The solution to failure is not to redouble your efforts, but to change course, according to a story by Sinclair Davidson published in The Nation.
Davidson, who is a professor of economics at RMIT University in Melbourne, Australia, said that, during the past 10 years, Thailand had attempted to curb smoking by enlarging the size of picture health warnings on cigarette packs repeatedly. Now, the gruesome photos covered up to 85 percent of packs, yet the number of Thai smokers was increasing.
‘This incongruence ought to give Thai authorities pause to consider new ways to cut smoking,’ he said.
‘The most successful policies globally have usually been slow but steady – public education about health effects tends to discourage older smokers while cost and taxation tend to discourage youth from taking up the habit.’
Davidson said a better solution for Thailand would be to emulate Japan’s emphasis on education, teaching children from an early age about the dangers of smoking.
‘It is not a quick fix, of course,’ he said. ‘But if Thailand wants to lower the prevalence of smoking it should not follow the fashionable, but failed, plain packaging policies of Australia, France and the UK.’

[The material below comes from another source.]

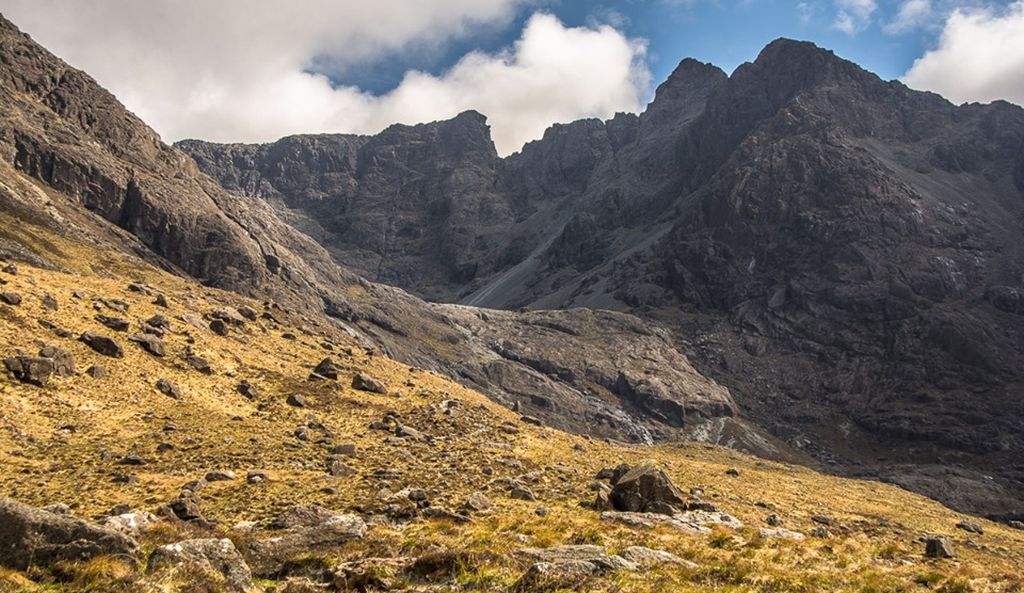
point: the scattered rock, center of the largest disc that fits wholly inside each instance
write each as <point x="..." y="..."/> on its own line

But the UK was seen to provide one positive example. ‘The single largest contributor to reduced smoking rates in the UK – until the failed plain packaging policy was adopted – was the mainstreaming of electronic nicotine delivery devices,’ he said. ‘Alternate mechanisms to deliver nicotine to smokers sees many smokers substitute away from combustible tobacco products to safer products and in some cases to quitting altogether.’